Obama’s background as a long-time student, lawyer, law lecturer, and politician has led him to live in a world of words rather than of those concrete consequences found more often in the private sector or in the landscape of the self-employed. Obama also talks grandly of world citizenry and the primacy of the United Nations as global negotiator. Accordingly, his speeches do not appreciate that friction and disputes are innate to human character.
Nor does the president grasp that one party to an argument is usually more culpable than the other, and encouraged in its aggression by a perceived lack of consequences. In the world of Barack Obama, what the Nobel Committee says—awarding Obama with a Peace Prize for his good intentions rather than past diplomatic achievements—should have some currency with a Bashar Assad, Mahmoud Ahmadinejad, or Vladimir Putin.
For Obama, disagreement is a product of misunderstanding or miscommunication, and therefore resolved when reasonable people assemble to talk out and split their differences, particularly if encouraged by a sonorous megaphone.
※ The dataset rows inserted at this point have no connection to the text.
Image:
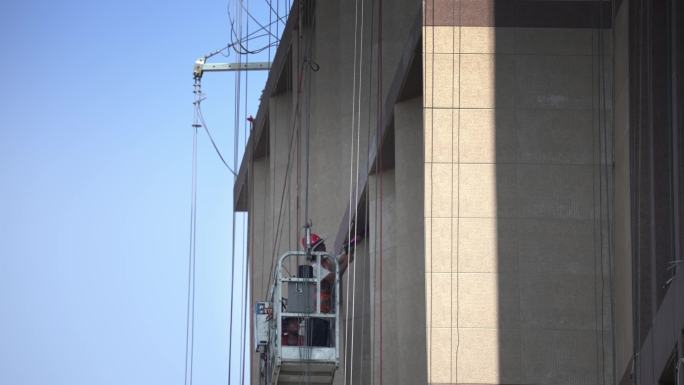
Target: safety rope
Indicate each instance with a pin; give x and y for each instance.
(190, 311)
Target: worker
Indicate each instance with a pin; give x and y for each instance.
(321, 327)
(291, 335)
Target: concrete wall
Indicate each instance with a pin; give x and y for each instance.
(623, 248)
(517, 277)
(316, 128)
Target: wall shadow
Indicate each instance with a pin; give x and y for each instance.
(550, 116)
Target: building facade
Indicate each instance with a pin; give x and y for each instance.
(514, 168)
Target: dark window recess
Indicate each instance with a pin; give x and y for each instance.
(656, 146)
(669, 374)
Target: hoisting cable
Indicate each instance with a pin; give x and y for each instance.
(351, 172)
(236, 123)
(190, 311)
(245, 304)
(356, 193)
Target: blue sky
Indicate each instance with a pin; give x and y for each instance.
(95, 168)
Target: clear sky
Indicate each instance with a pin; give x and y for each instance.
(95, 171)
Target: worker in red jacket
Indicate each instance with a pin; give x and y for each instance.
(321, 327)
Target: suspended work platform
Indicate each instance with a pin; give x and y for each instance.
(297, 331)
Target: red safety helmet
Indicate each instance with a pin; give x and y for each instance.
(315, 241)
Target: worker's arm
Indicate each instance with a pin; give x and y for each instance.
(343, 262)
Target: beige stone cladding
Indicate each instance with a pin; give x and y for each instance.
(516, 285)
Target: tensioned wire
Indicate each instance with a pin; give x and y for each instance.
(351, 165)
(356, 193)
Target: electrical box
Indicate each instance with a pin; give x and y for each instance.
(262, 316)
(301, 297)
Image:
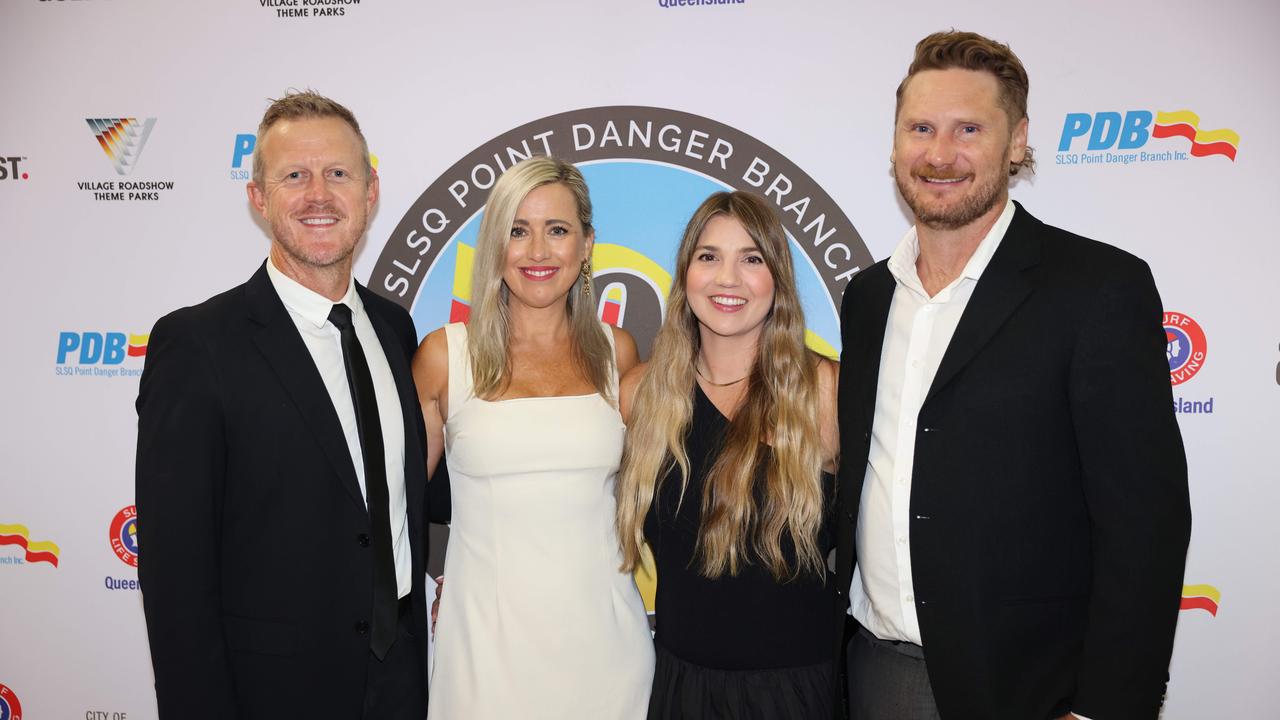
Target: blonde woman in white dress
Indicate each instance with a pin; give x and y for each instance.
(535, 621)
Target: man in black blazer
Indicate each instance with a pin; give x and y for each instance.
(280, 469)
(1013, 507)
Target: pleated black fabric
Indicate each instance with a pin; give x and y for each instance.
(682, 691)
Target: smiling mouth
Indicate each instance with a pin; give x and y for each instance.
(932, 180)
(727, 302)
(539, 273)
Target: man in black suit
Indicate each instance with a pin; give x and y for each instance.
(1013, 504)
(280, 463)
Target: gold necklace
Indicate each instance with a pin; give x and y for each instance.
(711, 382)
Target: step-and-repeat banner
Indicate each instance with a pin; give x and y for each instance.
(128, 137)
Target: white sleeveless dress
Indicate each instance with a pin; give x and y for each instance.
(535, 621)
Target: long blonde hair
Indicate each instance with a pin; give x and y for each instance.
(488, 335)
(781, 406)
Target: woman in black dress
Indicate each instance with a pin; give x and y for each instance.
(731, 438)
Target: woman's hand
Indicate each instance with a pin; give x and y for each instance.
(435, 604)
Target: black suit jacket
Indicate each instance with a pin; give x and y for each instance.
(1048, 514)
(255, 569)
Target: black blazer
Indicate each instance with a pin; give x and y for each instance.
(1050, 515)
(255, 569)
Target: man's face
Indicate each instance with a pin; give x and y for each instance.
(952, 146)
(315, 192)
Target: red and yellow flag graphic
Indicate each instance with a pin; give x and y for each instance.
(1201, 597)
(138, 345)
(1184, 123)
(36, 551)
(460, 310)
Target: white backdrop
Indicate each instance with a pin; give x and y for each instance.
(809, 82)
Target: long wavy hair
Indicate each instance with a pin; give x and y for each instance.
(489, 326)
(739, 524)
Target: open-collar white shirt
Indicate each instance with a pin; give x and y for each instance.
(917, 333)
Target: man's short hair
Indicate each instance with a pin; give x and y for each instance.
(306, 104)
(973, 51)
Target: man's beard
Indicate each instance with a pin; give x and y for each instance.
(960, 213)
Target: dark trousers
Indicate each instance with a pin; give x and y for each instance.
(887, 680)
(396, 686)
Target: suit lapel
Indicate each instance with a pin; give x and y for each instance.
(280, 343)
(1001, 288)
(398, 363)
(869, 327)
(415, 458)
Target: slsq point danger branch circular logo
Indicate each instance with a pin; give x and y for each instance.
(648, 169)
(9, 706)
(124, 536)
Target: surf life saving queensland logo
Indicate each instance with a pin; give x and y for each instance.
(1185, 349)
(123, 537)
(9, 706)
(648, 169)
(1114, 139)
(123, 140)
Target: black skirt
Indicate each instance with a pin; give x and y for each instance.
(682, 691)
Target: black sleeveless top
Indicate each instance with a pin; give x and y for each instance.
(749, 621)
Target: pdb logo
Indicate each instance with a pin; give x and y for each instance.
(1110, 135)
(241, 150)
(92, 347)
(94, 354)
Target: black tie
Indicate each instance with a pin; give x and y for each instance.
(385, 596)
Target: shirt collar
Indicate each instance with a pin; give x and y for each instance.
(307, 304)
(901, 263)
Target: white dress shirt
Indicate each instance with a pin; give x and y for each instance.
(310, 313)
(917, 335)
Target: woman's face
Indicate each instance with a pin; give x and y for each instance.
(730, 288)
(547, 247)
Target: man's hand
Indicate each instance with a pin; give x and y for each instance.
(435, 604)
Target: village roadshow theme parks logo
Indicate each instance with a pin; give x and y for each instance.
(648, 169)
(300, 9)
(123, 141)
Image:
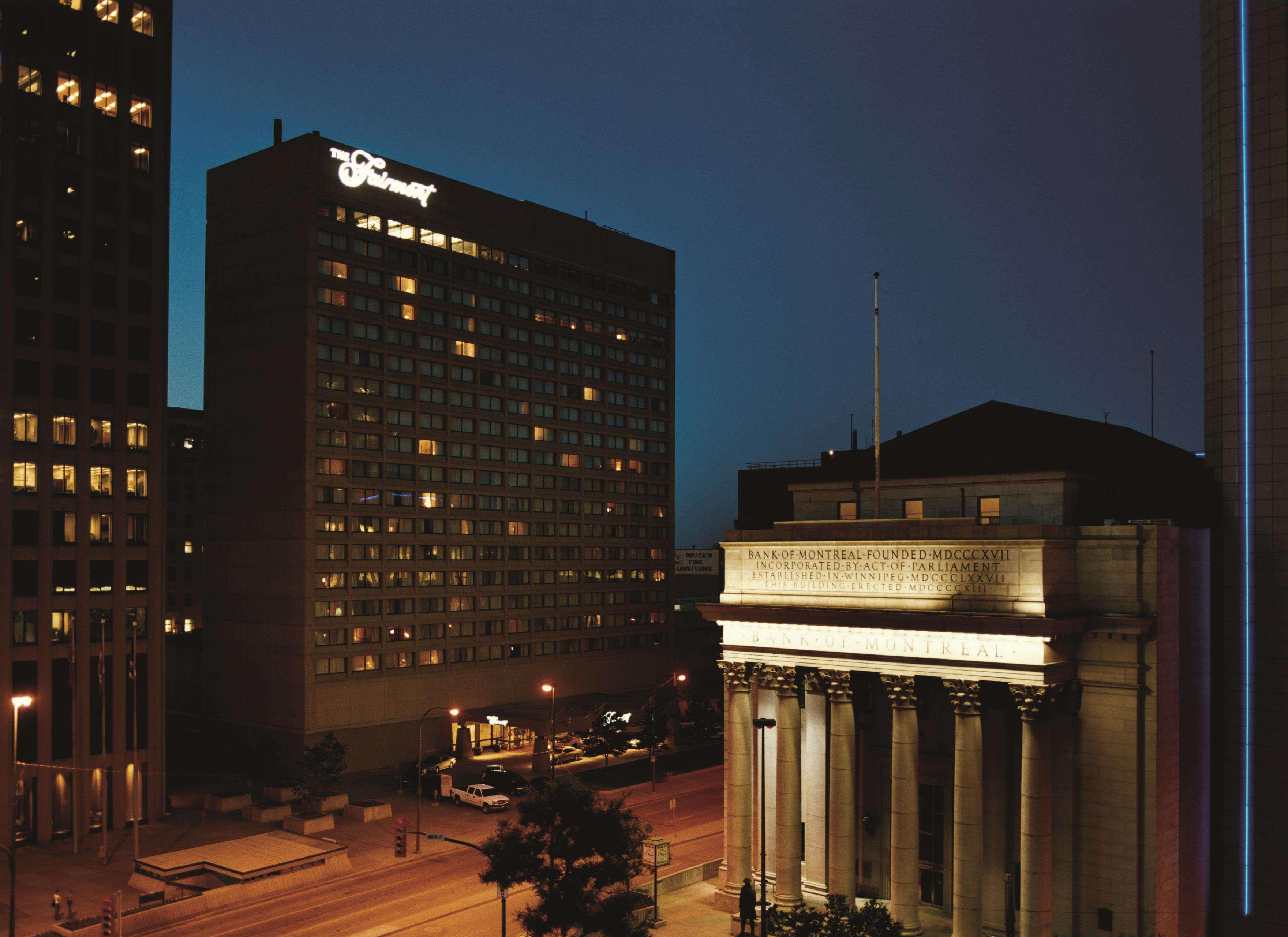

The president seems oblivious that the Iranian theocracy is a mostly evil regime that wishes to stockpile nuclear weapons to carve out a greater Middle East theocratic hegemony at the expense of Western allies, or that Bashar Assad assumes, perhaps rightly, that he can cling to power by killing tens of thousands of his opponents, or that foreign leaders are not so much concerned that Guantanamo Bay is shut down as they are observant of whether its continuance or closure follow immediately from Obama’s promises.
After five years of empty loquacity and procrastination, the world—in scary places like Iran, Syria, Russia, China, and North Korea—has caught on that when Obama pontificates about a redline or a deadline, these are mere suggestions for further discussion and hardly guaranteed by the power of an unpredictable and dangerous United States.